[rescue] Sun Hardware needs good home
Jonathan Patschke
jp at celestrion.net
Sat Nov 30 22:05:04 CST 2019
On Sat, 30 Nov 2019, Dave McGuire wrote:
> We've been building out some Sun hardware in the museum recently. I
> never realized just how much I miss SunOS4. A machine with a 50Mhz
> processor and 64MB of RAM (SS10) and everything is INSTANT. Now my
> fire-breathing 3.6GHz six-core 24GB RAM monster can barely keep up with
> what I ask it to do.
It's a real shame. Computers are faster and consume less power, but I
wonder what an actual plot of units of work per watts of power looks like
from 1996 to today. How much needless *crap[0]* is there that mostly gets
in the way?
How many gigawatt-hours of energy are consumed yearly solely because
common practices let it be perfectly okay to implement some massive system
in JavaScript instead of a reasonable systems-programming language?

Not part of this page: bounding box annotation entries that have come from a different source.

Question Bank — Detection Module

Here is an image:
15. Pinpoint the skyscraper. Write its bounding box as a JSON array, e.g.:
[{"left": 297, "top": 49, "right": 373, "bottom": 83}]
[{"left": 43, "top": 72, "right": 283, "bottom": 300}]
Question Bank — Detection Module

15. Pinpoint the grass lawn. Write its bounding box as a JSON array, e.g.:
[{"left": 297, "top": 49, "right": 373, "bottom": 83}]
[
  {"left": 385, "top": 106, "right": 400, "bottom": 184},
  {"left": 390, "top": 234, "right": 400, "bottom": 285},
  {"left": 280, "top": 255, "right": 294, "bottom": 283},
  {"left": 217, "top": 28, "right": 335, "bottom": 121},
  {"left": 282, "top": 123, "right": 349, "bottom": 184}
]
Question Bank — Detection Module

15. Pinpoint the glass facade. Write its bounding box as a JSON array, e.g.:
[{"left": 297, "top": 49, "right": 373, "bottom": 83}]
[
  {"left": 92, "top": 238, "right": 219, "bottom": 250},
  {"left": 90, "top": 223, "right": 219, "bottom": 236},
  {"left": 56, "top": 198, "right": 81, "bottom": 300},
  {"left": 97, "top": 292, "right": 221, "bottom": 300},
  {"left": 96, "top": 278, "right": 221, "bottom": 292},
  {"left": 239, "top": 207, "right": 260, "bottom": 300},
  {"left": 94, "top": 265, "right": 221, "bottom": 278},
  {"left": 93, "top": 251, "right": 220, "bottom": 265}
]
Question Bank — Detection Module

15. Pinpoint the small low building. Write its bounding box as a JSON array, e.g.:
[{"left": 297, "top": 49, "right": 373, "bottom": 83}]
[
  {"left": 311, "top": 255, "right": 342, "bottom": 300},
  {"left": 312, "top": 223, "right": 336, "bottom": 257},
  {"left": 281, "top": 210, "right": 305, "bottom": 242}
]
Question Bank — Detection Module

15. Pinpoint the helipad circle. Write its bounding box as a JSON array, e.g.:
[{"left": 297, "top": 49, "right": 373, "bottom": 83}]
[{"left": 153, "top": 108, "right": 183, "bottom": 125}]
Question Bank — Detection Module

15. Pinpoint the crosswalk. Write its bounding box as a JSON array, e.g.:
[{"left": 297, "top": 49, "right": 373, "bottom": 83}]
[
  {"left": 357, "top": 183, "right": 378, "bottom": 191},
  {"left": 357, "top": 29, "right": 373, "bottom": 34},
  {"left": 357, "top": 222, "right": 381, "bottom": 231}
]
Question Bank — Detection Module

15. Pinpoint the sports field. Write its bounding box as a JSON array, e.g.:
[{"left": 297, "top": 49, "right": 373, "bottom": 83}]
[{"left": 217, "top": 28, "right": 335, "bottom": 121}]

On my Linux machine at work, I run i3wm, and do most of my work in a
classical text editor in an xterm. The machine is effectively no faster
than the fastest machine I could lay hands on 20 years ago--until I use a
web browser or spin up a build. I can't type into a LaTeX document any
faster than I could in college. At some level, without lazy software
developers, I'd rarely need a faster machine.
But, ssh is painful on a sun4m, as I recall, and those compilation
coffee breaks might need to stretch a bit, as even a current Intel thing
takes 8 minutes to build $dayjob's codebase.
[0] A recent example that really surprised me is in the current version of
Microsoft Excel (an excellent tool which peaked about 15 years ago).
I switched *to* LibreOffice when my last Mac finally went unusable,
but my wife's new laptop came with a family subscription to Office, so
I thought I'd give the "new hotness" a try.
By default, the active-cell cursor now has animated motion. So,
rather than blinking instantly to a cell on <tab> or <return>, it
*glides* over about 250ms--just enough to stutter the appearance of
what I was typing in. WTF? This is a tool for calculations and
budgets, not some flash cartoon!
--
Jonathan Patschke | "The more you mess with it, the more you're
Austin, TX | going to *have* to mess with it."